The Marcoule nuclear site is in the Gard region of southeastern France (kmaschke/CC BY-SA 2.0)
France’s competition watchdog has fined six companies a total of €31m for collusive tendering connected to work on the Marcoule nuclear site near Avignon.

The companies affected, all of which are French, are Vinci subsidiary Nuvia Process, nuclear services company ENDEL, Bouygues Construction Expertise (BCEN), design engineer SNEF, and engineer SPIE Nucléaire.

A sixth company, ONET Group, was granted leniency and an exemption from financial penalties after providing information for the investigation.

The Autorité de la Concurrence imposed the penalties after conducting dawn raids at the companies’ offices.

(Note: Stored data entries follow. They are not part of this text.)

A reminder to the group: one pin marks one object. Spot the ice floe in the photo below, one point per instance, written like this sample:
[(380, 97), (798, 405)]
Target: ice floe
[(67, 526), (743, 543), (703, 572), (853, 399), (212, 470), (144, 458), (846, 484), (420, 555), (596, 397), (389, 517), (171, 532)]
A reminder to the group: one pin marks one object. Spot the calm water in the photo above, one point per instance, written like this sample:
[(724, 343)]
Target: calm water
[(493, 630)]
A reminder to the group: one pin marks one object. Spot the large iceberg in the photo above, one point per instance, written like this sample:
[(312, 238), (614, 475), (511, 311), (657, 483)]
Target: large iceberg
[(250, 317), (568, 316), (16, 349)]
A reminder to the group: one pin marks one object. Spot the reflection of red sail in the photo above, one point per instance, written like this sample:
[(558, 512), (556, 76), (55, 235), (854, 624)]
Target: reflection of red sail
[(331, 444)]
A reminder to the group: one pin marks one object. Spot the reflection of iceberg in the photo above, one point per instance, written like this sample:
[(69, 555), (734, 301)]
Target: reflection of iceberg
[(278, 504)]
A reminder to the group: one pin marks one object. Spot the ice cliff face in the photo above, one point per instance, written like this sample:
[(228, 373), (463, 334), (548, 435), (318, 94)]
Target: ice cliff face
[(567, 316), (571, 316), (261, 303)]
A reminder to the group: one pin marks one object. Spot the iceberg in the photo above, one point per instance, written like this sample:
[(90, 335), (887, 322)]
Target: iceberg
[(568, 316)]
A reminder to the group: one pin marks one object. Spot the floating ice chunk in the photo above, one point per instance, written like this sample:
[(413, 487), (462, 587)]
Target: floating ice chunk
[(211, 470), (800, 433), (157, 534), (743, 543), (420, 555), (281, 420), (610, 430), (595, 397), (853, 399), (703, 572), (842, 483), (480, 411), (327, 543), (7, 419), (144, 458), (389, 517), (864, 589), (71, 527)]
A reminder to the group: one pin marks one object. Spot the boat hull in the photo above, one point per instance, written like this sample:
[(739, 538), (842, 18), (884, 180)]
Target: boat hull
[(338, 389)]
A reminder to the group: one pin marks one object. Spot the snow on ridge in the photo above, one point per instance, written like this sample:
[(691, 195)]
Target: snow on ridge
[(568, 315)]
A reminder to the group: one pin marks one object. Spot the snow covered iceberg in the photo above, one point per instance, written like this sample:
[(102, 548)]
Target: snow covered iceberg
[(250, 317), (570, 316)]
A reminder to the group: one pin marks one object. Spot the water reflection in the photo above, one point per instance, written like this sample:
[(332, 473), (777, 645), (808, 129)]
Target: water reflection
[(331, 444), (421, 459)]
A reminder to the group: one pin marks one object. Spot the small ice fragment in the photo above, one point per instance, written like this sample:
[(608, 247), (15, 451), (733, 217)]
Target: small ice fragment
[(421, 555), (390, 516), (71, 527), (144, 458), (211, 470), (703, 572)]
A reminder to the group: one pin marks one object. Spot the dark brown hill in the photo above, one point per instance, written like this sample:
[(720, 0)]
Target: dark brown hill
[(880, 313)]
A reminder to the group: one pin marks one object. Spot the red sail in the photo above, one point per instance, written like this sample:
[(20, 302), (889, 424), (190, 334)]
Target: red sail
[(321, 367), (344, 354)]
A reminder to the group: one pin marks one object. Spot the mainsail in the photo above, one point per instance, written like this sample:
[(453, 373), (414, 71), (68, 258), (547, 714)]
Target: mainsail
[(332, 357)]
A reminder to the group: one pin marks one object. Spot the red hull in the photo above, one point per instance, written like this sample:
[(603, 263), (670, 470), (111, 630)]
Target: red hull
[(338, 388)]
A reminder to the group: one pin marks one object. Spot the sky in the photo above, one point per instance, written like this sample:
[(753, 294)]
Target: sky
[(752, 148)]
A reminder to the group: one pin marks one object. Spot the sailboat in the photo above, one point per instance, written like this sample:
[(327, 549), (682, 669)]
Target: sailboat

It then accused them of exchanging commercially sensitive information relating to tenders for decommissioning work at Marcoule.

The Atomic Energy Commission (CEA) called for tenders in January 2015 with a view to setting up a framework agreement for decommissioning work. Subsequently, OTND, a subsidiary of ONET, met with ENDEL and Nuvia to exchange information on the price lists to be submitted in response to the tender.

The three were later joined by BCEN, which was also awarded a place on the framework.

The authority found that companies had broken down the contracts between them and had agreed on the prices to be offered to the client.

The watchdog said that the participants exchanged information regularly using email, text messages and physical meetings. Some participants also used personal email addresses or those of other family members.

The authority also noted that exchanges between the service providers also took place for nine other tenders that did not fall within the scope of the framework agreement.

In a statement, the authority said: “These practices are among the most serious breaches of competition rules, as they aim to remove the advantages that consumers and the public entity are entitled to expect from a competitive economy, and instead benefit the perpetrators.”

Nuvia’s penalty was €13.9m, Endel received a fine of €11m and BCEN a fine of €6.2m. SNEF and SPIE Nucléaire received lesser sanctions of €20,000 and €10,000 respectively.

The authority said it imposed a higher fine on Nuvia, Endel and BCEN as they were part of conglomerates. It also took into account the “repeated nature” of the offences committed by the Vinci and Bouygues groups.